On Nov. 5, the House approved the legislation by a vote of 403 to 12, less than 24 hours after it sailed through the Senate by a unanimous 98 to 0 vote. Prior to the congressional votes, NAHB sent letters to leaders in each chamber designating passage as a “key vote” due to its importance to the housing industry. In addition, NAHB issued a Legislative Alert earlier last week urging association members to call their senators and representatives immediately and tell them to support the tax credit and NOL carryback because they will preserve and create jobs, stabilize the housing market and provide critical stimulus to the nation’s economy.

Federation-Wide Effort Leads to Success

Immediately following congressional passage, NAHB Chairman Joe Robson sent a memo to the entire federation citing the importance of this legislation to the housing industry and how NAHB was instrumental in helping to get the bill passed.
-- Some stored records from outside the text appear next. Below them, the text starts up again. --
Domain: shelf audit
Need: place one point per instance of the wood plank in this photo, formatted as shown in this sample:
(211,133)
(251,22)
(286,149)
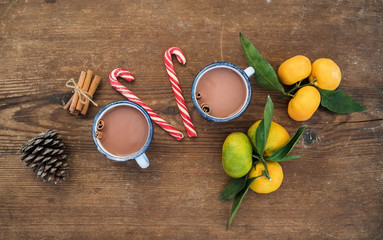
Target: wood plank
(334,192)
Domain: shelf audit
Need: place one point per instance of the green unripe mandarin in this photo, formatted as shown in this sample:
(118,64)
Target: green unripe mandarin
(237,155)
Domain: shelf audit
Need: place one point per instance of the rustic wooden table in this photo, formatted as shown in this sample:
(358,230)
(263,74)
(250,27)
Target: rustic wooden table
(334,192)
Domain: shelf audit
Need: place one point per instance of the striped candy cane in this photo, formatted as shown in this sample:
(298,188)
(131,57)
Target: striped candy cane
(177,88)
(119,72)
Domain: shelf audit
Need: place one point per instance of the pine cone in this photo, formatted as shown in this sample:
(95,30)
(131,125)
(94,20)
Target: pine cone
(45,155)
The communiqué was also delivered to the Executive Officers via the PRx Exchange. Additionally, NAHB issued a press release applauding Congress on extending and enhancing the home buyer tax credit.

“This legislation is the result of months of determined effort by the entire NAHB federation,” said Robson, who noted that the association’s grassroots membership first banded together this summer in a “Revive Housing, Restore America” campaign calling on Congress to focus on housing in order to create jobs and provide the impetus for a full-scaled economic recovery.

The home buyer tax credit and NOL provisions were the two legislative priorities in that campaign. The NAHB leadership continues to work with Congress and various organizations in Washington to urge regulators to adopt policies that will restore the flow of credit builders need to finish projects in the pipeline and begin new ones and end faulty appraisals.

Robson said that NAHB has been “working tirelessly” to build upon the small gains the industry has seen in the marketplace in recent months and has been in continuous contact with the House and Senate.

“During key stages of the campaign, we activated our grassroots network to meet with their lawmakers when they were in their home districts and to visit them on Capitol Hill,” he said. “We have inundated congressional offices with e-mails and phone calls urging senators and representatives from both parties to extend and expand the home buyer tax credit to create jobs, spur home sales, reduce foreclosures, stabilize home values and push housing and the economy to higher ground.”